To the Editor: By investigating the accuracy and reproducibility of short tandem repeat assays, Tran et al. address an important issue in epidemiologic research. In their analyses, sequencing and sizing analysis yielded an exact match on repeat number for fewer than 10% of samples. Their conclusion that “… laboratory analysis of dinucleotide STR may not be as reliable as originally thought” is, therefore, very generous. For their sample size, one would normally expect 100% concordance between two assays. This kind of result should have prompted the authors to investigate the reason for the discrepancies.
However, there are several explanations for the high discrepancy between the two assays that the authors apparently did not address:
Because of the stutter bands in sizing assays, the data interpretation can be difficult (1). However, the second chromatogram in Fig. 2 shows a clear example of a 187/189 heterozygote and not a 187 homozygote.
Direct sequencing of an amplified PCR fragment is a poor choice when what is needed is an allele-sizing assay. As Fig. 2 shows, there is substantial—and unavoidable—stutter in the PCR reaction. Sequencing this mix of fragments will inevitably lead to an apparent heterozygous call.
The stutter bands are usually shorter than the original template. By using the number of repeats with unambiguous sequence calls as the allele size, the authors misclassified alleles as shorter than they really were; for example, if the true repeat length is 20, then the most prominent stutter band has 19 repeats. Sequencing will produce unambiguous calls only for 19 repeats. Furthermore, to allow proper comparisons, the authors would have been best advised to use the same method for scoring short and long alleles.
On any gel, DNA fragments usually run within ±10% of their true size. In addition to size, the migration is affected by secondary structure and charge. This applies to the fragment of interest as well as the size standards. Therefore, before launching into a genotyping project, it is essential to establish the correlation between apparent fragment length in a sizing assay and the number of repeats for each system individually. This is best done by cloning individual alleles and sequencing the plasmids without prior PCR amplification. Stutter during sequencing may still be an issue but is less of a problem than adding stutter in sequencing to stutter in PCR.
Because a population is never exclusively heterozygous for polymorphisms, such as the insulin-like growth factor-I CA repeat, the authors might reasonably have been expected to question their sequencing results.
A reassessment of the data that takes into account the source of errors inherent in these assays may result in more meaningful conclusions regarding associations between insulin-like growth factor-I genotype and breast cancer risk.
The comments made by Jeannette Bigler and colleagues are valuable and helpful as one of them reiterates the point that we intend to emphasize in our report, which is that the determination of dinucleotide short tandem repeats using DNA sizing analysis is somehow subjective when the differences between homozygous and heterozygous alleles are not obviously shown in the chromatogram. The difference between the calls made by Jeannette Bigler and one of our investigators who did the sizing analysis without any information on the specimen is a perfect example that shows the inconsistency in determination of dinucleotide short tandem repeat genotype with the use of sizing analysis. Our comparison of sequencing results with those of sizing analysis also indicates that it is possible that some of the heterozygous samples may be misclassified into homozygous genotypes by the sizing analysis. Another interesting finding of our comparison is that sequencing results matched well to the sizing results when concerning the size of short alleles; the discrepancies mainly come from the comparison of the long alleles. Thus, the explanations provided in the letter will not change our findings even if we reassess our laboratory data accordingly.

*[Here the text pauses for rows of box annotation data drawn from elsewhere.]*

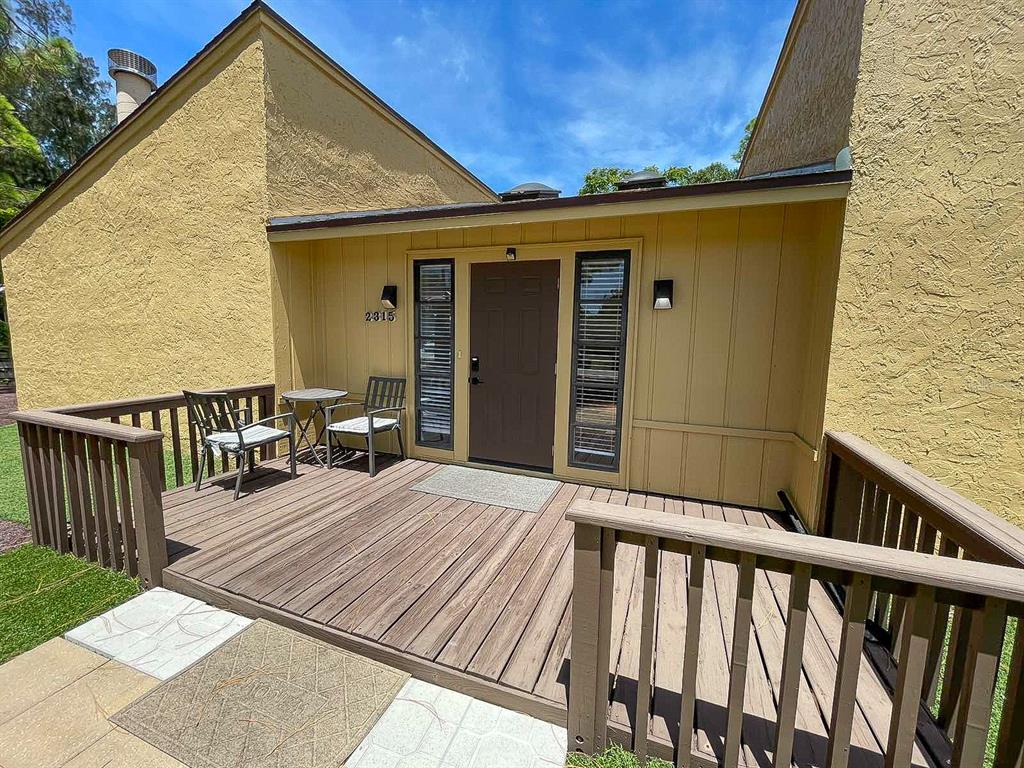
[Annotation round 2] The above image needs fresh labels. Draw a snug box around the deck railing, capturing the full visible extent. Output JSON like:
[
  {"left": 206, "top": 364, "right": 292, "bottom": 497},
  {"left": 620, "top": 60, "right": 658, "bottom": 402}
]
[
  {"left": 817, "top": 432, "right": 1024, "bottom": 768},
  {"left": 13, "top": 384, "right": 274, "bottom": 587},
  {"left": 566, "top": 439, "right": 1024, "bottom": 768}
]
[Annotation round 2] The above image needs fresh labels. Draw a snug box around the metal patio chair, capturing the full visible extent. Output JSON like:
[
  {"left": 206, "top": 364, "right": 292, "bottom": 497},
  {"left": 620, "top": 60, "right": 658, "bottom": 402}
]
[
  {"left": 182, "top": 391, "right": 296, "bottom": 501},
  {"left": 325, "top": 376, "right": 406, "bottom": 477}
]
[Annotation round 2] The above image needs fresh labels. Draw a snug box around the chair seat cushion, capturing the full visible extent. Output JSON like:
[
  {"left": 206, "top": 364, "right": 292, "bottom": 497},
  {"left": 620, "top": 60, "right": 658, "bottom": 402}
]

The second point that we would like to convey in our article is that when using DNA sizing analysis to determine short tandem repeat genotype, one should be aware of the limit of the method in terms of resolution (i.e., the minimal size of nucleotide difference that the method can detect). Although sizing analysis is a perfect method for large short tandem repeats (trinucleotide or larger), the method may not have adequate resolution for a single dinucleotide difference. Under well-controlled laboratory conditions and careful performance of the method by experienced staff, we believe sizing analysis is capable of distinguishing a signal nucleotide difference. However, in large-scale epidemiologic studies, many stringent laboratory conditions are compromised and DNA samples are highly heterogeneous in terms of their quality due to variations in specimen collection, storage, processing, and handling. Under these situations, whether the method still maintains the same resolution is uncertain and needs reassessment.
Although sequencing analysis is not a method of choice for short tandem repeat genotyping, comparison of the results between these methods does reveal several interesting findings. As a result, questions are raised as to whether sizing analysis is sensitive enough to identify a single dinucleotide difference, and if not, whether misclassification generated by the method will affect study results and in which direction.